De telles propositions relèvent de l’incantation et ne respectent pas le principe de réalité.
1) Quelles qu’en soient les modalités, alléger les dettes publiques dans le cadre d’une conférence prévue à cet effet revient à un défaut aux effets dévastateurs sur le système financier planétaire. Il est exact que les 200 milliards d’intérêts payés par l’ensemble des Etats de la zone euro permettraient, en choisissant le défaut, de se redéployer profitablement sur 100 programmes Erasmus[1] porteurs d’avenir. Mais ces mêmes 200 milliards assurent encore aujourd’hui la sécurité du système financier planétaire. En cas de défaut, les bilans bancaires exploseraient et la dette publique qui, en ce qu’elle ne consomme pas de capitaux propres, est la matière première fondamentale des banques. Si donc il est question d’alléger les dettes publiques, il faut aller beaucoup plus loin et reconstruire un tout autre monde. Il est peu probable que les marchés politiques de la zone puissent faire émerger de telles propositions.
2) Ces mêmes marchés politiques ne peuvent engendrer l’idée d’un authentique Parlement aux compétences législatives allant vers le fédéralisme.
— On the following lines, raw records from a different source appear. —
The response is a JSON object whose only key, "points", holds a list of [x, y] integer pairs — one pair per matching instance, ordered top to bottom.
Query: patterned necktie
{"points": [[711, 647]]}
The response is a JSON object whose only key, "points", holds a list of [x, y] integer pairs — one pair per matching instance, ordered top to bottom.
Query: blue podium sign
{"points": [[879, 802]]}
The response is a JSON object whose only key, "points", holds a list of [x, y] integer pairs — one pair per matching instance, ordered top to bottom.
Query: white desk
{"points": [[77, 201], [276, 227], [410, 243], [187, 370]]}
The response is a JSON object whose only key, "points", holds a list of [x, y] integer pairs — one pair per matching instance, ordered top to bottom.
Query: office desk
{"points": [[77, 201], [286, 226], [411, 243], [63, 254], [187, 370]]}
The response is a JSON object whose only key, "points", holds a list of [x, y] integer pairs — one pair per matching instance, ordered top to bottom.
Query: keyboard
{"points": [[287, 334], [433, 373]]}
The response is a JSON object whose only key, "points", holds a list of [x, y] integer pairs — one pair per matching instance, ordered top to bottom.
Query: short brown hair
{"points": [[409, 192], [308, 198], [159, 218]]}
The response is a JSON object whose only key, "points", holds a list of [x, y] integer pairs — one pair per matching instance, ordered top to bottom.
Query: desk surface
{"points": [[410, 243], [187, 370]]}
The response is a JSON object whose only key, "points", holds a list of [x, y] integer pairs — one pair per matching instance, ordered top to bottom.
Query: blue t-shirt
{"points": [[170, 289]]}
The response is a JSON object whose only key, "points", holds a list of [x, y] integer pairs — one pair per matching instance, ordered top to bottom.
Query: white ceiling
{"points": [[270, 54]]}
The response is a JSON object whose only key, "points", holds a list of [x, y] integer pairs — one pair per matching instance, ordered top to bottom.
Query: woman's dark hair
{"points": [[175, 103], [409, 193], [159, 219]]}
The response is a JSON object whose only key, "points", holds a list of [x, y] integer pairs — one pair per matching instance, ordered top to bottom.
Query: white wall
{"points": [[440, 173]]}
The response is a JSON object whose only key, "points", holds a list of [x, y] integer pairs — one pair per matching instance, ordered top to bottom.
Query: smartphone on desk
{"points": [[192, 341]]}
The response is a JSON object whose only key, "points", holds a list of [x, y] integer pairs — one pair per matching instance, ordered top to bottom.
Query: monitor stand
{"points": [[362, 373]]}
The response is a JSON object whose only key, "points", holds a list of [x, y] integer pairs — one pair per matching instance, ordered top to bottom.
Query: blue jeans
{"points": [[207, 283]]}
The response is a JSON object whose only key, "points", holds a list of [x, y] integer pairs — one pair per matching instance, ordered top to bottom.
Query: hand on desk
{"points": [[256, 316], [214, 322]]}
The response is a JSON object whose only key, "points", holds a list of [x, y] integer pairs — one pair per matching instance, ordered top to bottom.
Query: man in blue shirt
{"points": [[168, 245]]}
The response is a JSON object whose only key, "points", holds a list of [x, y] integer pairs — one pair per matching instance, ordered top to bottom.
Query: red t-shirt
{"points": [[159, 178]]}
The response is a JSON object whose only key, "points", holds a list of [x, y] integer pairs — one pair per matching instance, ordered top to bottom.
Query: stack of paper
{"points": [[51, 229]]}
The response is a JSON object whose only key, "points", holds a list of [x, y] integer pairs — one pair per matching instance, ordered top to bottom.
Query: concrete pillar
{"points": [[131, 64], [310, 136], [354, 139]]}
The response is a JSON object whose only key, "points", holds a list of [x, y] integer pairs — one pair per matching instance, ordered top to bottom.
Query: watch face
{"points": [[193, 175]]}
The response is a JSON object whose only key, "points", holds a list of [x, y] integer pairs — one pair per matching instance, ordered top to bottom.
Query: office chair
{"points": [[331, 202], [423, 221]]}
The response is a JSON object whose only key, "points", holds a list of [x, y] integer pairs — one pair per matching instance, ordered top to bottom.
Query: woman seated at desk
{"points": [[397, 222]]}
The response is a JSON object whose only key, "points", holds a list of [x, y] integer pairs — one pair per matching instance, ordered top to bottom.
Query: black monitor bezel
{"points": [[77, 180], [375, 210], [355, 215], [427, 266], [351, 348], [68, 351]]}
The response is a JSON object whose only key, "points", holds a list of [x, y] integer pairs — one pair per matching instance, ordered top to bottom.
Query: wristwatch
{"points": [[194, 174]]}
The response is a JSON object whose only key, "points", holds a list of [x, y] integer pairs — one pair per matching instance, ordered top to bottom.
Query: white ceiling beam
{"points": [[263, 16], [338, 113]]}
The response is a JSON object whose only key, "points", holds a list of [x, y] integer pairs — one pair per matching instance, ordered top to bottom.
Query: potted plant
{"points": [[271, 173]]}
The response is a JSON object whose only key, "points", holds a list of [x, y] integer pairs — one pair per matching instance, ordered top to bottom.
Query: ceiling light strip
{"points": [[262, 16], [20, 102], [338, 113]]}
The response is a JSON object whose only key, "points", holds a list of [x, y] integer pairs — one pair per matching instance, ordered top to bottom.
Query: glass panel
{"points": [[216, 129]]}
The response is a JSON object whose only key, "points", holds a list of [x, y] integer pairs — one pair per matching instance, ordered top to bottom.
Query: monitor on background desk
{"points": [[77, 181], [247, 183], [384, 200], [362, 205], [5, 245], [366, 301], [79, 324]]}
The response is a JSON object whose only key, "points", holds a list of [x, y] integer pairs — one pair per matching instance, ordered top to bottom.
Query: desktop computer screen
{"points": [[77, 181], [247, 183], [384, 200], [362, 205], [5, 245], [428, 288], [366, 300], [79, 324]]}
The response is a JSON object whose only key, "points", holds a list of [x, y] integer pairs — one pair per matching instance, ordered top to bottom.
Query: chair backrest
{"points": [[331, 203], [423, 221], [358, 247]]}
On voit mal l’Irlande ou mieux le Luxembourg accepter leur quasi disparition en tant que paradis fiscaux. Si, pour le Luxembourg (700000 habitants dont 50% d’étrangers), le débat pourrait apparaitre marginal[2] , les choses sont autrement importantes pour l’Irlande dont la faiblesse de l’IS constitue la pierre angulaire de sa stratégie économique de braconnage.
Bien sûr on pourrait n’envisager qu’un regroupement de quelques grands pays (Allemagne, France, Italie, Espagne) mais cela reposerait la question du lâchage de quelques autres plus fragiles et dangereux pour l’existence même de la zone euro (Portugal, Grèce etc.) Si certains s’intègrent davantage et fabriquent plus de convergence, que dire du rattrapage des autres qui continueraient de diverger avec les risques politiques et sociaux correspondants?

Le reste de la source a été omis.